Tweaking CRs won't matter. When you get to higher level, you're going to have to either significantly rewrite, or simply throw out large sections of the monster list as totally unusable.
What do they Spend Money On?
Oh yeah, loot. What are you going to give them? Magic items comprise most of the loot in the game, and as you noted are necessary to continue to progress stats like AC. What are you going to replace that with?
If the answer is nothing, the party is going to wind up with nothing to spend money on very quickly. So you're either going to have to bring magic armor back, or create a functionally similar equivalent that does the same thing only isn't magic... which is just semantics at that point anyway. Maybe a "super Masterwork" or something.
If you don't, then after a couple of levels there will be no items left to give out that they'll find useful.
Feats
You mentioned trying to fix the armor problem above with feats. The problem with that is that those feats will be mandatory. Anybody who doesn't take enough Dex to pick up Dodge will be in a world of hurt later if Dodge is one of the only scaling ways to boost your AC later in the game.
So if you do make some feats have scaling armor bonuses, people will have to take them. That's going to make every character pretty much identical in feat selection, because they have no choice if they want to get more AC and thus survive.
How do they Recover After Combat?
You noted this problem already. The normal rules for this will be unworkable fairly quickly, unless you want to just do one fight a week. The simplest houserule is to allow Heal to fully recover HP after a couple hours out of combat.
Don't Do This
I could go on, because there's more problems than the ones I listed. But really... don't do this. You're trying to use the system opposite the way it was designed to be used, and the system doesn't like it. Magic items are so baked in that you can't remove them. At best, you'd have to replace them with non-magic equivalents, at which point you're not actually accomplishing a whole lot. The entire game is balanced around these things existing.
If you don't replace the magic items with functional equivalents, you'll have to throw out a huge pile of monsters because the party simply can't fight them. You'll have to rework mechanics, alter rules, figure out what in the world to give out for loot past level 3, and effectively be making so many changes that you're now playing your own system and not Pathfinder.
Alternative - Low Magic Game
What you could do is a low magic game. That is, nobody is allowed to play full spellcasters (Wizard, Cleric, Druid, etc, but Paladins and Rangers are in), and magic items are rarer or harder to create than usual (we had around 50% normal wealth for our level). In that case the party has less access to spells and magic items, but can still get them. If you do that, you can get by using monsters with lower CRs, and the list of stuff you just can't use is much, much smaller. The party still has items to buy and loot to find, and when +2 flaming magic swords are rare, finding one is a big deal.
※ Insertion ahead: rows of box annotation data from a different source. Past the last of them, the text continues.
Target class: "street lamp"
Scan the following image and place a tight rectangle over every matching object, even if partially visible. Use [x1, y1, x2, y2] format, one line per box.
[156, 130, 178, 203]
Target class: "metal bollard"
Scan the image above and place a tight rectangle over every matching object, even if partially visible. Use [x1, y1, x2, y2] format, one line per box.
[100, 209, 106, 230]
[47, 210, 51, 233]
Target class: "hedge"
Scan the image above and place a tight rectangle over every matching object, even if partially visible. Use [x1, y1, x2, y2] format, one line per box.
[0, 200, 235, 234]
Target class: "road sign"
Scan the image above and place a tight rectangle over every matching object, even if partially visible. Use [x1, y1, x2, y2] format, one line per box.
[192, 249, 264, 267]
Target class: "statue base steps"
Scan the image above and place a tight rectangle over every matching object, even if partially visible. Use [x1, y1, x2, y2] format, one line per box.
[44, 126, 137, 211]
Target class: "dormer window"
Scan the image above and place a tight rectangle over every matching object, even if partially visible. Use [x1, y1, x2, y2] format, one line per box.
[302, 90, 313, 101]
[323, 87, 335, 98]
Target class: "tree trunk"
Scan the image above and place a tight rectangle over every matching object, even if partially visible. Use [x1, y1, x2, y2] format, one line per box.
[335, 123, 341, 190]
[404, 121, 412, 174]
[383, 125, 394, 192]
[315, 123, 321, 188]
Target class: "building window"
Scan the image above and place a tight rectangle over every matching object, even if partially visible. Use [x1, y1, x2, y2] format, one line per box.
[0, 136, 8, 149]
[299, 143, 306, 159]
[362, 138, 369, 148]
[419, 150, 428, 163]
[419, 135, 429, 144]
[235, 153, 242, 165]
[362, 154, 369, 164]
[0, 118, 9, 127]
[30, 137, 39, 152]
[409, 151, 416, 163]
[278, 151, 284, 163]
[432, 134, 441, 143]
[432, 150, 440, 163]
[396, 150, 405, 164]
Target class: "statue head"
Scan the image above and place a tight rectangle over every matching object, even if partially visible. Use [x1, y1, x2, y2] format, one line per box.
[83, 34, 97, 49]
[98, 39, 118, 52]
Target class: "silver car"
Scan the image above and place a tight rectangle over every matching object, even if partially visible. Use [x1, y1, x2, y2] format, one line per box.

I've played in a game like that, and it can work fairly well. The DM has to be on the ball about monster selection and encounter design of course, and the party has to choose how to spend their more limited magic item wealth very carefully. But the game still works, and it gets the feel you're looking for.
If you really, really want a no-magic game, I can't recommend strongly enough that you pick a different system. One designed for that, and there's lots of them. That would be another question, with the system recommendation tag.